Когда приехала к полудню походная кухня, Олег думал, что не сможет есть. Но обругал себя девчонкой и смог. Лешку-баяниста угадали в горло. Лешке — уже не есть. А он, Олег, — будет. И стрелять — будет. Раз так — будет.
Письмо было коротким: жив-здоров. Службой доволен. Поздравляет с Новым годом. Вступил в комсомол. Бросил курить. Целует маму и братишку Алешу. И желает счастья.
Ну конечно, как же не счастье — такое письмо? И жив. И не ранен. От счастья и всплакнуть можно. И приняли в комсомол — значит, и в университет после армии открыта дорога? А чтобы бросил курить — она не ожидала. Давно покуривал: при отце исподтишка, а после ареста — открыто, она уж молчала. И — вдруг, да еще в армии… Может, это на что-то другое намек? Но никак не понять. Вечером зашли Муся с Яковом, она и им письмо показала. Гадали втроем — ничего не придумали.
— Подумаешь, сложности! — передернул плечами вернувшийся из булочной Алеша. — Ничего это не значит особенного. Там многие бросают, мне Рудик говорил. Потому что «кукушки».
— Во-первых, не пожимай плечами, что за манера! И что за кукушки, ты о чем? — растерялась Анна.
«Кукушки» — это финские особенные стрелки, так их солдаты зовут. И они сидят на деревьях или на крышах. Им в муху попасть ничего не стоит. А когда темно — они на папиросу стреляют, огонек — знаешь, насколько видно? Как кто закурит — сразу финн — шмяк! А там зимой чуть не все время темно, правда же, дядя Яков? Потому что север, — терпеливо объяснил Алеша не смыслящей в мужских делах маме.
— Да ты, брат, военспец! — уважительно протянул Яков.

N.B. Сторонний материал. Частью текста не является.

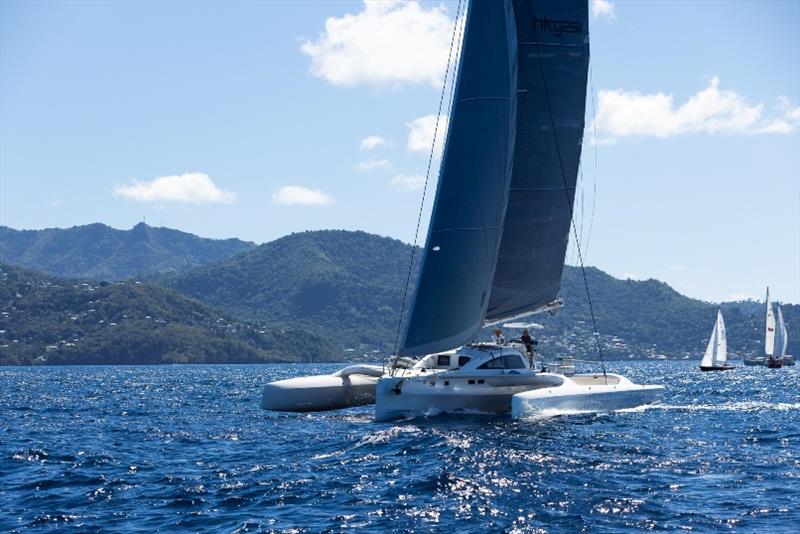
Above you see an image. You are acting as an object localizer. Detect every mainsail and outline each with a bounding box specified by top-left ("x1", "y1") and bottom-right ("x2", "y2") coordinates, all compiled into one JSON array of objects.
[
  {"x1": 700, "y1": 310, "x2": 728, "y2": 367},
  {"x1": 400, "y1": 0, "x2": 589, "y2": 355},
  {"x1": 775, "y1": 304, "x2": 789, "y2": 358},
  {"x1": 486, "y1": 0, "x2": 589, "y2": 321},
  {"x1": 764, "y1": 288, "x2": 775, "y2": 356}
]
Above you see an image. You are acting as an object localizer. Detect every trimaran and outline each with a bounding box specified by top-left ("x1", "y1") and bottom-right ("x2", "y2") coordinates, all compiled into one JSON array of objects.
[{"x1": 261, "y1": 0, "x2": 663, "y2": 420}]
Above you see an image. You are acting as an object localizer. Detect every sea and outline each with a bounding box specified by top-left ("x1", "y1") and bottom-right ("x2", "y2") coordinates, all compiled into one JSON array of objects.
[{"x1": 0, "y1": 361, "x2": 800, "y2": 534}]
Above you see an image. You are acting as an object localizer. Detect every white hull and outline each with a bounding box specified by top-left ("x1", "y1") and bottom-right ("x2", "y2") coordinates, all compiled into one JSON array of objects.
[
  {"x1": 511, "y1": 374, "x2": 664, "y2": 418},
  {"x1": 375, "y1": 373, "x2": 557, "y2": 421},
  {"x1": 261, "y1": 365, "x2": 383, "y2": 412}
]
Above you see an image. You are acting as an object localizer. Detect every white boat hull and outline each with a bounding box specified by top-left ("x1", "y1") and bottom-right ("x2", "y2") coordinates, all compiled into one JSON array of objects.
[
  {"x1": 261, "y1": 365, "x2": 383, "y2": 412},
  {"x1": 375, "y1": 373, "x2": 557, "y2": 421},
  {"x1": 511, "y1": 374, "x2": 664, "y2": 418}
]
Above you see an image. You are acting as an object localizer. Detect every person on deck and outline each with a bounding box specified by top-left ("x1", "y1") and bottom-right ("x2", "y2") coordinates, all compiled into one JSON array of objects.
[
  {"x1": 494, "y1": 328, "x2": 506, "y2": 345},
  {"x1": 519, "y1": 329, "x2": 534, "y2": 355}
]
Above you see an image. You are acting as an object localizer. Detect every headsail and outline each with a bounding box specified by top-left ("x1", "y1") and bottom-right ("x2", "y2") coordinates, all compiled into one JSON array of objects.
[
  {"x1": 400, "y1": 0, "x2": 517, "y2": 355},
  {"x1": 775, "y1": 304, "x2": 789, "y2": 358},
  {"x1": 700, "y1": 310, "x2": 728, "y2": 367},
  {"x1": 486, "y1": 0, "x2": 589, "y2": 321},
  {"x1": 764, "y1": 288, "x2": 775, "y2": 356}
]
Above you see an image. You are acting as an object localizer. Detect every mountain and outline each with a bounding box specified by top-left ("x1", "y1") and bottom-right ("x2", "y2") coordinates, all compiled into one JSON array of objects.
[
  {"x1": 0, "y1": 264, "x2": 341, "y2": 365},
  {"x1": 158, "y1": 230, "x2": 419, "y2": 352},
  {"x1": 0, "y1": 223, "x2": 255, "y2": 281},
  {"x1": 159, "y1": 230, "x2": 800, "y2": 358},
  {"x1": 533, "y1": 266, "x2": 800, "y2": 359}
]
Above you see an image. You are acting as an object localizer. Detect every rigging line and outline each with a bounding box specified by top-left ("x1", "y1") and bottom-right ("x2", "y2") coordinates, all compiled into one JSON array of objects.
[
  {"x1": 391, "y1": 0, "x2": 467, "y2": 375},
  {"x1": 526, "y1": 0, "x2": 608, "y2": 383},
  {"x1": 583, "y1": 65, "x2": 598, "y2": 257}
]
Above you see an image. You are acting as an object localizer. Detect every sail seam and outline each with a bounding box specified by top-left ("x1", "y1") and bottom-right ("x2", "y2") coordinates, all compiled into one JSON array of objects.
[
  {"x1": 391, "y1": 0, "x2": 467, "y2": 375},
  {"x1": 526, "y1": 0, "x2": 608, "y2": 380}
]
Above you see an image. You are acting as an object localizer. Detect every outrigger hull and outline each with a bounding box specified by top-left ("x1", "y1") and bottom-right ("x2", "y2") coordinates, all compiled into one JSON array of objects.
[
  {"x1": 261, "y1": 365, "x2": 383, "y2": 412},
  {"x1": 511, "y1": 374, "x2": 664, "y2": 418},
  {"x1": 700, "y1": 365, "x2": 736, "y2": 371}
]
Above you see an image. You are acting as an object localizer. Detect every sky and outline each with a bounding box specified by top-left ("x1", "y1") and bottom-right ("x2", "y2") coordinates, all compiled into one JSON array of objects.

Тут бы и щегольнуть, что Алеша еще знает, но при маме безнадежно. Терпеть она этого не может, сразу оборвет: «Не хвастайся!» Другие мамы — так наоборот: и стишок гостям скажи, и табель покажи — если, конечно, стоит показывать. А она — ни-ни! Правда, может, это и неплохо: Славку вот чуть кто придет — заставляют за скрипку браться, он уже одурел совсем. И в школу ходит, как бобик, с бархатным бантиком на шее. Потому что школа не простая, а самого Столярского, международных лауреатов готовит. Родителям — удовольствие, а Славке — мука: не подраться даже, надо пальцы беречь. А во дворе, конечно, дразнят:
— Славочка, не ковыряй в носу, поломаешь пальчик — чем ты будешь играть на скрипочку?
Собачья жизнь. Интересно: бывают нормальные родители? Чтобы сами не хвастались, а детям не мешали? А Олег молодец. Ясно — на передовой, раз курить бросил. Может, догадается ему что-нибудь с войны привезти, хоть патрон нестрелянный. Только ему еще до-олго служить. Даже если война кончится — два года.
ГЛАВА 30
Павлу второй срок давался тяжелее первого. Если бы сразу — он бы не успел привыкнуть к надежде: а вдруг не возьмут? Но ведь на столько лет оставили в покое… Он все себе напоминал, что это может кончиться в один момент. Но то ли недостаточно часто, то ли наоборот — слишком. Так или иначе, перспектива нового срока ушла в область абстрактных идей, и к настоящему, ни с того ни с сего, аресту он оказался позорно не готов.
Да и лагеря изменились теперь. Соловки двадцатых, со всем их кошмаром, теперь казались просто пионерской самодеятельностью. Убивали, пытали, издевались над зэками — люди. Конкретные: их можно было ненавидеть и презирать. Вот этого негодяя, и этого, и этого. Что может быть хуже человеческого самодурства и палаческих изощрений? А вот это: конвейер. Машина. Даже и пощечину дать бы некому: все мелкие исполнители — от сих до сих. Садистские наслаждения того ротмистра перемежались припадками юмора, достойного каторжника, или запоями. После выпивки ротмистр отсыпался, и тогда была передышка.